I mentioned in an earlier post that I was looking at getting a Dorcas Thimble. Well here it is.

As I mentioned Charles Horner was the chap who invented silver thimbles with an inner steel core. Now, the lack of a hallmark makes this one a bit trickier to date. However, the fact that it shows Dorcas, CH and the size of the thimble, which in this case is 10, tells me that this thimble was made between 1905 and the 1940’s.

Some thimbles make dating even easier. This one for example commemorates the wedding of Charles and Diana and not only has a hallmark but also has the date neatly stamped in full just above the base.

Bye for now



  1. Because the Dorcas thimble was a steel thimble encased in sterling silver, it was never allowed to be marked as 'silver', because the steel thimble inside meant it wasn't solid silver.

  2. I have been looking at my Mother's collection of thimbles which includes a silver one that, on the top of the inside, says "sterling" then, under that, it has a large "C" with a large "W" through it as well as an arrow which has a circle just below the arrow's point.

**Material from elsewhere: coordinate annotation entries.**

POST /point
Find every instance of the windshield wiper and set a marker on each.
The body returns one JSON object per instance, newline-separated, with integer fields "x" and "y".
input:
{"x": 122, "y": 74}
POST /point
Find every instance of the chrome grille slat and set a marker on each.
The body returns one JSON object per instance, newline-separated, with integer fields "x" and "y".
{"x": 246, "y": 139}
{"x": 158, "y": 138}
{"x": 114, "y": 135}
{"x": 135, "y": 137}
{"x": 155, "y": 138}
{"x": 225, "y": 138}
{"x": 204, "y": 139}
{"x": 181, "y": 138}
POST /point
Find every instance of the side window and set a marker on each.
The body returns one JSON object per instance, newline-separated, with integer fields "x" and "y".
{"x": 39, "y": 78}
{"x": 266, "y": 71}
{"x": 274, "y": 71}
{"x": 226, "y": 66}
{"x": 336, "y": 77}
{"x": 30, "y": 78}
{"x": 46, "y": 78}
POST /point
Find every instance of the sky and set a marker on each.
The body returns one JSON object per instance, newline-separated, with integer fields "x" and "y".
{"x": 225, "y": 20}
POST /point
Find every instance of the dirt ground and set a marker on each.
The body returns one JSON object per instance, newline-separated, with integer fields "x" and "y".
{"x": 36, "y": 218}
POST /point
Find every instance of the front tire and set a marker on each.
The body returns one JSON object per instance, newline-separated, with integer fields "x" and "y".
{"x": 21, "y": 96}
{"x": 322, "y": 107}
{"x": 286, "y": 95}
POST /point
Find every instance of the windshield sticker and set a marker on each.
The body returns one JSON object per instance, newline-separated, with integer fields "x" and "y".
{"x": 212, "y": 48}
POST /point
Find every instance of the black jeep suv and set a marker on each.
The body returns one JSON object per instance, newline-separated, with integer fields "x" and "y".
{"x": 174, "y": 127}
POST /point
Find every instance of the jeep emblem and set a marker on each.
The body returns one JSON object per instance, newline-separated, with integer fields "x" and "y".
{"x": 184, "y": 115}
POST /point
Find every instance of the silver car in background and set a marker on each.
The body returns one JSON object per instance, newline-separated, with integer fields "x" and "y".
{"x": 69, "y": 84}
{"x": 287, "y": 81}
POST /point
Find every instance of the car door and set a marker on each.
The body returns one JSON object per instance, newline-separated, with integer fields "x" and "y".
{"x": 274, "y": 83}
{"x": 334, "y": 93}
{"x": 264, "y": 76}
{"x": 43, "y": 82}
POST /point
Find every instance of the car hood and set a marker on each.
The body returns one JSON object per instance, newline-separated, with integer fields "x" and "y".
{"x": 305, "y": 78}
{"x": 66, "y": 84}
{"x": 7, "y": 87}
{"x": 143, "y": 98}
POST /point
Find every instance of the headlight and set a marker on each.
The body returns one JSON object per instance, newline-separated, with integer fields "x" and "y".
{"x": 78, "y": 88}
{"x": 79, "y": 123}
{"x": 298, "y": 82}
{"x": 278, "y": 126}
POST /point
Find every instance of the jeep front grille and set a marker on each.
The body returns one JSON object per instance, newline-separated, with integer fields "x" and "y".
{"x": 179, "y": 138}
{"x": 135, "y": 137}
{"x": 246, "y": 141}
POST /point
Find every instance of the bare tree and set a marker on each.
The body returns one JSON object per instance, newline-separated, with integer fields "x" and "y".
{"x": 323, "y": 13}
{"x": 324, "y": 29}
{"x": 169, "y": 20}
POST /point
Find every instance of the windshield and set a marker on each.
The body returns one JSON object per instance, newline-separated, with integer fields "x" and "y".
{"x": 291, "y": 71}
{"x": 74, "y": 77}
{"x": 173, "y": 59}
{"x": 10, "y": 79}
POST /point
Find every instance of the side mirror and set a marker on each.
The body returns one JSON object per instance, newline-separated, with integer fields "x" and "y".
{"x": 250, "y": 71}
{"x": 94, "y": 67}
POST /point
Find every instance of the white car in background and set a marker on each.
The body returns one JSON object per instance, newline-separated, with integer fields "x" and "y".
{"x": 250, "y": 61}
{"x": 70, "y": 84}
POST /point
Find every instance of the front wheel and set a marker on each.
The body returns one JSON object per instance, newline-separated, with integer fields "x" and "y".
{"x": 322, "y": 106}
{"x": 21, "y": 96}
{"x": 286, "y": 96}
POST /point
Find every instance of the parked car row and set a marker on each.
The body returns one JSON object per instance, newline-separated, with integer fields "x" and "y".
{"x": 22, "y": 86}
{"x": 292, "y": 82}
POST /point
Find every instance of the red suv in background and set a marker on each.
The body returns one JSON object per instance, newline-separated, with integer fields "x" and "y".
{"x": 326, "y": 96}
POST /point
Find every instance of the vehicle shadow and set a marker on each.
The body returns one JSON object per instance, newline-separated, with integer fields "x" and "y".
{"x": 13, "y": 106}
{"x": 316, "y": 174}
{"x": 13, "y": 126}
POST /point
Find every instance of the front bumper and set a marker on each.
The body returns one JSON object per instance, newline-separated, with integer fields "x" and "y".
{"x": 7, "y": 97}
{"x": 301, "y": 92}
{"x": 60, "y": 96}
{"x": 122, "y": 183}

The arrow bisects the C and W. Below that is the number "7". I can't find the hallmark anywhere online. Thoughts? In the mean time, I'm continuing to search for it as it's now become a mission :D

    1. Hi Pam

      Without seeing a picture of the thimble, I'll have to give it my best guess. It's stamped Sterling rather than having a lion mark so could be North American. This is backed up by the makers mark - CW and an arrow. This belongs to the Webster Company of North Attleboro. Massachusetts. The company was founded by George K Webster in 1869 and became the Webster Company in 1894. I'm guessing that the "7" could be the thimble's size. Hope that helps.

  3. This post has been helpful but I'm really struggling with my grandmothers thimbles. I know 4 are sterling (they are marked as such) one is stamped "sterling 9" with no other markers (very basic), one is stamped "sterling 10" with what looks like a "P" stamped inside at the very top, another slightly more decorative one is marked MD sterling on the insider very top, the fourth is monogramed "LC" with a house scene on it - marked "sterling 7" on the outside and has that same "P" marker as before on the inside. Would you be willing to assist me with these?

  4. Hi, I'd be happy to. Without seeing photos, I can only give it my best guess. As it says Sterling rather than having a hall mark, I'm thinking American. The numbers sound like sizes. The P and the MD on the inside could be the mark of the craftsman who made the thimble for the thimble company. I'm thinking the company could be Simons Brothers, an American thimble maker founded by George Washington Simons in Philadelphia. For the thimble with the house scene - houses, farms and waterfront decorations were popular on American silver thimbles. The LC sounds like the original owner's initials rather than a maker's mark - were your grandmother's initials LC or could she have inherited it from her mum or mother in law? Because there is a P on the inside I'm still thinking Simons Brothers. Hope this helps.